Methodological hygiene

The January 2026 Sensors review by Liu, Wu, Wang, Qi, Zhou, and Xue (“Recent Advances in Raman Spectral Classification with Machine Learning”, Sensors 26(1):341, DOI 10.3390/s26010341) is the place to send a new team member. It catalogues applications across biomedical diagnostics, food authentication, microplastics, and forensics, and it is unusually blunt about the field’s standing problems: limited training data, poor cross-laboratory generalisation, no agreed metadata or preprocessing protocols, and reproducibility barriers when raw data and code are not released.
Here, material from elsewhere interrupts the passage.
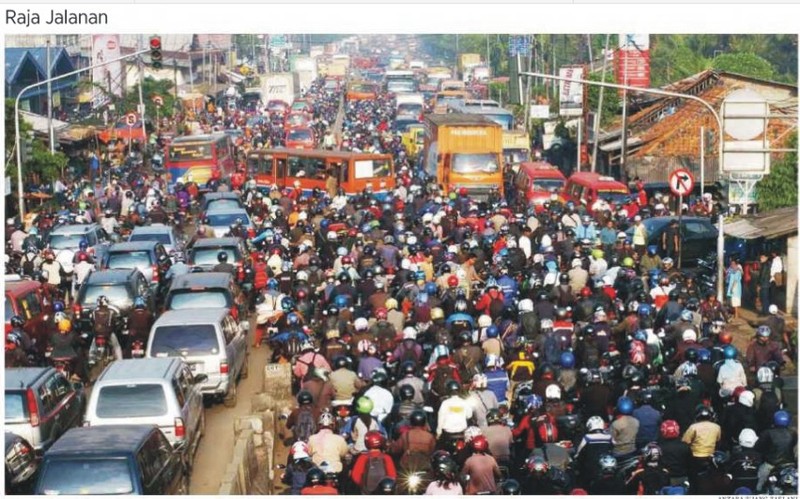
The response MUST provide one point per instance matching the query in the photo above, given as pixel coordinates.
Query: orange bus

Those issues are not unique to Raman, but they apply to it in particularly direct ways, and most published gains are still reported on single-site datasets.

What to take from the set

Three threads run through the six papers. First, public datasets and unified protocols are starting to appear, which is the precondition for the field having useful arguments at all. Second, deep models beat PLS in data-rich settings and tie or lose in data-poor ones, so the architecture choice still depends on the deployment regime. Third, the tooling needed to make deep-learning chemometrics deployable in regulated environments, explainability in particular, has begun to ship as research code. None of those threads is closed, and none of them removes PLS from a working PAT lab. They do make the case that the next round of inline Raman method development should at least include a deep-learning baseline alongside the conventional one.